Tra le altre attività previste dal citato decreto 22 dicembre 2021, portate avanti con il supporto dell’ISS attraverso il Tavolo permanente, ricordo: l’aggiornamento del Piano nazionale demenze, una survey nazionale di mappatura dei servizi, una indagine nazionale sulle condizioni sociali ed economiche dei familiari dei pazienti con demenza, in collaborazione con l’Associazione Alzheimer Uniti Italia, la definizione di un programma formativo per i professionisti sanitari della riabilitazione e per i familiari e i caregiver dei pazienti, la promozione dell’istituzione di una cartella clinica informatizzata nei 587 Centri per i disturbi cognitivi e le demenze presenti sul territorio.

Concludo affermando che il Ministero della salute, ha già avviato, all’interno delle attività sostenute dal Fondo per l’Alzheimer 2021-2023 l’iter per l’aggiornamento del Piano nazionale demenze, così da poter rendere le strategie di governo del fenomeno delle demenze più realistiche ed efficaci, anche alla luce del mutamento degli scenari rispetto al 2015 con significativi progressi scientifici sia nel campo della prevenzione e della diagnosi precoce delle demenze, sia nel campo della organizzazione dei servizi sanitari.
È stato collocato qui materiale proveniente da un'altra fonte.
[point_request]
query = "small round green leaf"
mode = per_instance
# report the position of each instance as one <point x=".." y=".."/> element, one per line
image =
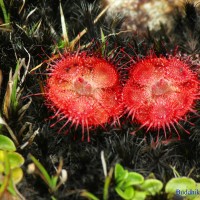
<point x="180" y="184"/>
<point x="1" y="167"/>
<point x="133" y="179"/>
<point x="15" y="159"/>
<point x="120" y="173"/>
<point x="127" y="194"/>
<point x="17" y="175"/>
<point x="139" y="195"/>
<point x="152" y="186"/>
<point x="6" y="143"/>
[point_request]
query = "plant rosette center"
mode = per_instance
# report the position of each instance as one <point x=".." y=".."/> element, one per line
<point x="85" y="89"/>
<point x="160" y="91"/>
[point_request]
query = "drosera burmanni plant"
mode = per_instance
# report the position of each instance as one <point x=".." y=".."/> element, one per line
<point x="160" y="92"/>
<point x="83" y="86"/>
<point x="84" y="90"/>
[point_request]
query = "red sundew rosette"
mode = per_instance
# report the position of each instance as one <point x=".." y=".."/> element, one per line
<point x="160" y="92"/>
<point x="85" y="90"/>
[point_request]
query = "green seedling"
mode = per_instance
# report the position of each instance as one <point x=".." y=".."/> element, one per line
<point x="11" y="107"/>
<point x="53" y="182"/>
<point x="132" y="186"/>
<point x="10" y="169"/>
<point x="6" y="14"/>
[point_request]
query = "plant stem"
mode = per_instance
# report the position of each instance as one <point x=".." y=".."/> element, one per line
<point x="5" y="14"/>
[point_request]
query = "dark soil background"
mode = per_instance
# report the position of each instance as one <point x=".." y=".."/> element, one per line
<point x="82" y="159"/>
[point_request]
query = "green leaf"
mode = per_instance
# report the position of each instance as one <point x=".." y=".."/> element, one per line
<point x="152" y="186"/>
<point x="44" y="173"/>
<point x="15" y="159"/>
<point x="181" y="184"/>
<point x="17" y="175"/>
<point x="139" y="195"/>
<point x="120" y="173"/>
<point x="1" y="167"/>
<point x="133" y="179"/>
<point x="127" y="194"/>
<point x="6" y="144"/>
<point x="54" y="180"/>
<point x="89" y="195"/>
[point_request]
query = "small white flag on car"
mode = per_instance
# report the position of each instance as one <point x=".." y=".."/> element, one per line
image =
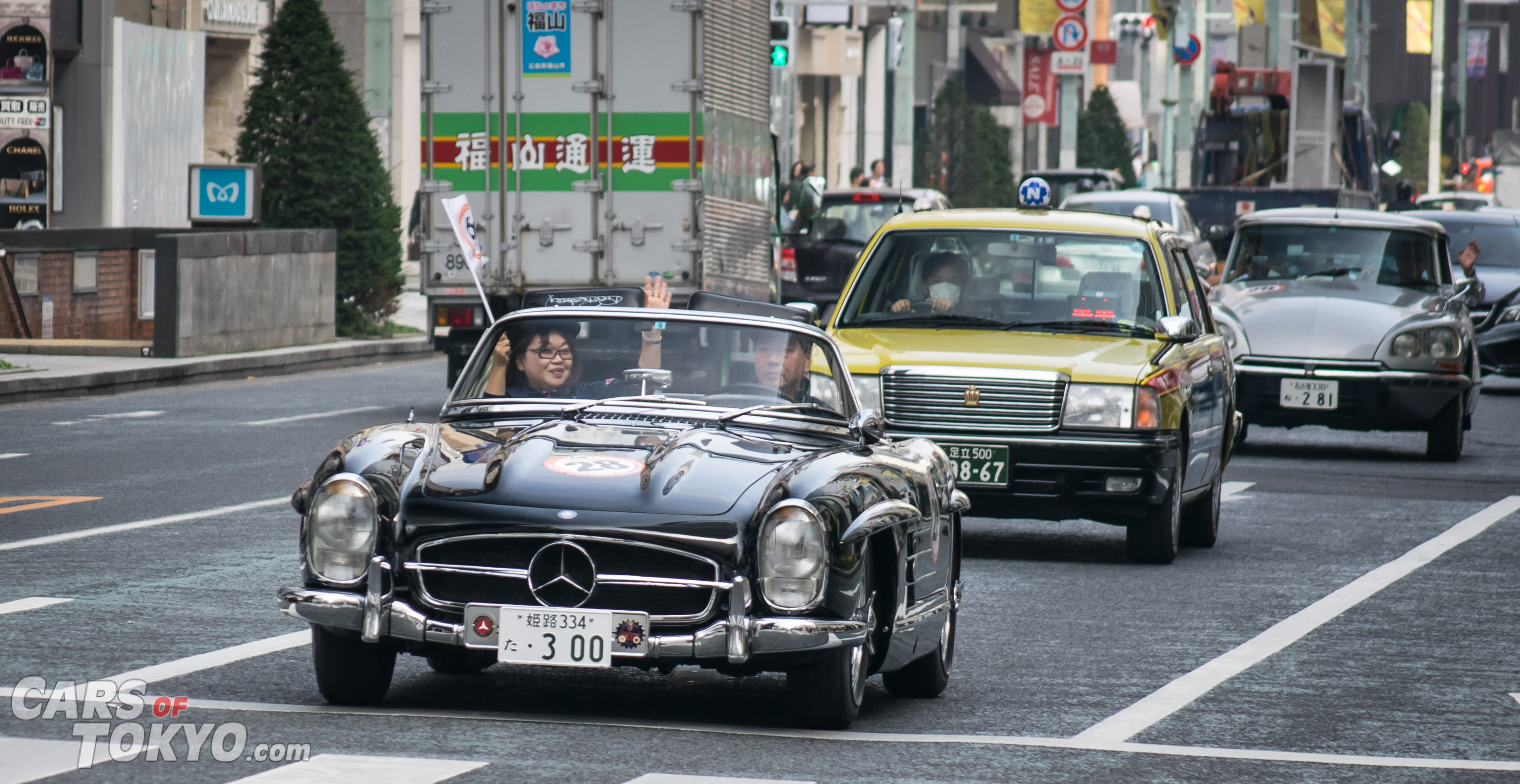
<point x="463" y="222"/>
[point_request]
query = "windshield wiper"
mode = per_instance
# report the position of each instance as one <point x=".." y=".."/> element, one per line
<point x="1334" y="273"/>
<point x="947" y="318"/>
<point x="776" y="408"/>
<point x="1084" y="326"/>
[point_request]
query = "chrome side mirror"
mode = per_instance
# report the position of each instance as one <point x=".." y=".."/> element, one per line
<point x="868" y="426"/>
<point x="1178" y="329"/>
<point x="648" y="377"/>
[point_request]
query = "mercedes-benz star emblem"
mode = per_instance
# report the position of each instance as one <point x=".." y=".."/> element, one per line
<point x="561" y="575"/>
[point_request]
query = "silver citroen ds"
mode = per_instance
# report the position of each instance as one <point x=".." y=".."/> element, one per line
<point x="1349" y="319"/>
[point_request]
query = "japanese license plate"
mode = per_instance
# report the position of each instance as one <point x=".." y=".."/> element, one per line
<point x="561" y="637"/>
<point x="1302" y="394"/>
<point x="975" y="464"/>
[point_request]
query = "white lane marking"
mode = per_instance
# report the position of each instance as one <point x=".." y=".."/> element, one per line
<point x="1177" y="695"/>
<point x="870" y="737"/>
<point x="116" y="528"/>
<point x="216" y="658"/>
<point x="124" y="415"/>
<point x="1233" y="490"/>
<point x="34" y="602"/>
<point x="317" y="415"/>
<point x="353" y="769"/>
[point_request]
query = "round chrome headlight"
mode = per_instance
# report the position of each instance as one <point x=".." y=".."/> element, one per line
<point x="1407" y="345"/>
<point x="794" y="557"/>
<point x="341" y="528"/>
<point x="1442" y="343"/>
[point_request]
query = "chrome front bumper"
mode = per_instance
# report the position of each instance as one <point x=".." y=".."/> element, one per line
<point x="736" y="637"/>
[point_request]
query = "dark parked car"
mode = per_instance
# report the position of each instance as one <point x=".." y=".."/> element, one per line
<point x="820" y="253"/>
<point x="618" y="487"/>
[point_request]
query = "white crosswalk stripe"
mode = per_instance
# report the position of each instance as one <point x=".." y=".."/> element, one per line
<point x="31" y="759"/>
<point x="677" y="779"/>
<point x="353" y="769"/>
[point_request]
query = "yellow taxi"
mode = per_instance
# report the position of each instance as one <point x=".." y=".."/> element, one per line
<point x="1068" y="364"/>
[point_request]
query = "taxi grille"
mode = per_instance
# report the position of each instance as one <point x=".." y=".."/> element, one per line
<point x="672" y="587"/>
<point x="940" y="403"/>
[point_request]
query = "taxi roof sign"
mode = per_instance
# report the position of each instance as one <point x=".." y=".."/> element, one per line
<point x="1034" y="192"/>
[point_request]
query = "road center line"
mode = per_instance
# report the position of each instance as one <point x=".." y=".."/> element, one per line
<point x="315" y="415"/>
<point x="1177" y="695"/>
<point x="1361" y="760"/>
<point x="216" y="658"/>
<point x="34" y="602"/>
<point x="116" y="528"/>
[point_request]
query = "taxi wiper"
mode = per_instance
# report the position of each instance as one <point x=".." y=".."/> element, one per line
<point x="941" y="318"/>
<point x="1084" y="326"/>
<point x="1334" y="273"/>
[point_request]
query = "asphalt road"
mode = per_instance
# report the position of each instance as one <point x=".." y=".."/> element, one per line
<point x="1403" y="674"/>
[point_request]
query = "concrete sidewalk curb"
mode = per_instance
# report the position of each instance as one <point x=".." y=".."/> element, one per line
<point x="218" y="368"/>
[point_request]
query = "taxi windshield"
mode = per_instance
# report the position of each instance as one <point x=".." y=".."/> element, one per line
<point x="856" y="219"/>
<point x="1008" y="280"/>
<point x="716" y="364"/>
<point x="1384" y="257"/>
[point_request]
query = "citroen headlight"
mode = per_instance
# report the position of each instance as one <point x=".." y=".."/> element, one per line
<point x="868" y="389"/>
<point x="794" y="557"/>
<point x="341" y="528"/>
<point x="1098" y="406"/>
<point x="1432" y="343"/>
<point x="1442" y="343"/>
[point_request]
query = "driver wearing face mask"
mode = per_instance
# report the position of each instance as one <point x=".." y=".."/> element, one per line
<point x="946" y="275"/>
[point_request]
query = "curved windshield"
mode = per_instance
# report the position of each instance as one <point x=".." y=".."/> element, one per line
<point x="1124" y="207"/>
<point x="1008" y="280"/>
<point x="856" y="219"/>
<point x="1387" y="257"/>
<point x="619" y="356"/>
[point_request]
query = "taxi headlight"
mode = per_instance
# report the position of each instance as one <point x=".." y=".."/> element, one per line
<point x="1407" y="345"/>
<point x="341" y="528"/>
<point x="794" y="560"/>
<point x="868" y="389"/>
<point x="1098" y="406"/>
<point x="1442" y="343"/>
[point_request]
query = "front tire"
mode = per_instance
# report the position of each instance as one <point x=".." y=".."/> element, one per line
<point x="1446" y="435"/>
<point x="829" y="695"/>
<point x="348" y="671"/>
<point x="1156" y="539"/>
<point x="1201" y="517"/>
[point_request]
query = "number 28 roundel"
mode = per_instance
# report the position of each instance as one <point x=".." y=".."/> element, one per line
<point x="593" y="466"/>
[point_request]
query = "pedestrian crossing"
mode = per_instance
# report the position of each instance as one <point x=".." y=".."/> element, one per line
<point x="26" y="760"/>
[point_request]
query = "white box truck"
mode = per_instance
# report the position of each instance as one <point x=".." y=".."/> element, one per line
<point x="598" y="142"/>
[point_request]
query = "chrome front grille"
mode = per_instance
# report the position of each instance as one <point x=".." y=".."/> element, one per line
<point x="671" y="585"/>
<point x="981" y="400"/>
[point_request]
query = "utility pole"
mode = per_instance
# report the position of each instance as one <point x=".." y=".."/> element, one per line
<point x="1437" y="78"/>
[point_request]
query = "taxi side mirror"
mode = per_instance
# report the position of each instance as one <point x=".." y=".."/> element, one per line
<point x="1178" y="329"/>
<point x="868" y="426"/>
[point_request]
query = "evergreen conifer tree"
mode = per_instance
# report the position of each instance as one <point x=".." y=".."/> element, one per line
<point x="1414" y="147"/>
<point x="1101" y="140"/>
<point x="966" y="154"/>
<point x="308" y="128"/>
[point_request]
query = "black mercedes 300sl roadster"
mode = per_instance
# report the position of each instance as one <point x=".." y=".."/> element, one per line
<point x="648" y="488"/>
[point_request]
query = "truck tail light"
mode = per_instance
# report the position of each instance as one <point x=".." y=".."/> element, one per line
<point x="458" y="317"/>
<point x="1148" y="397"/>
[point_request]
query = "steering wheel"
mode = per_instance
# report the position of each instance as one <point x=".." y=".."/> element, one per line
<point x="750" y="388"/>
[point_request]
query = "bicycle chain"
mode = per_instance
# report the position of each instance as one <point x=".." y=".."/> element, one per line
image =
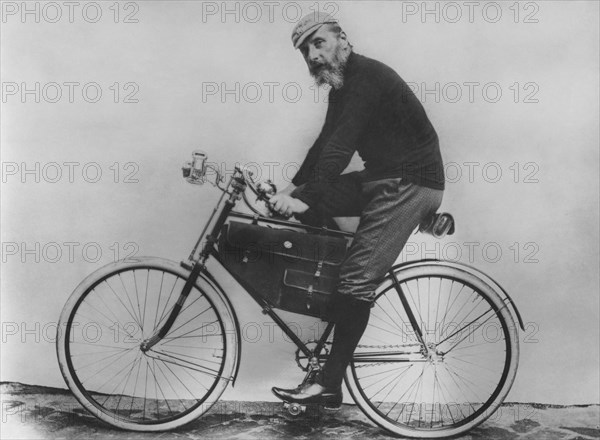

Sono state, inoltre, adottate tutte le iniziative di competenza per promuovere il rifinanziamento del suddetto Fondo per il triennio 2024-2026 così da consentire alle regioni e province autonome di dare continuità alle numerose attività rivolte a pazienti e familiari poste in essere con il precedente finanziamento, consentendo di proseguire nella prevenzione, diagnosi, e trattamento delle persone con demenza”.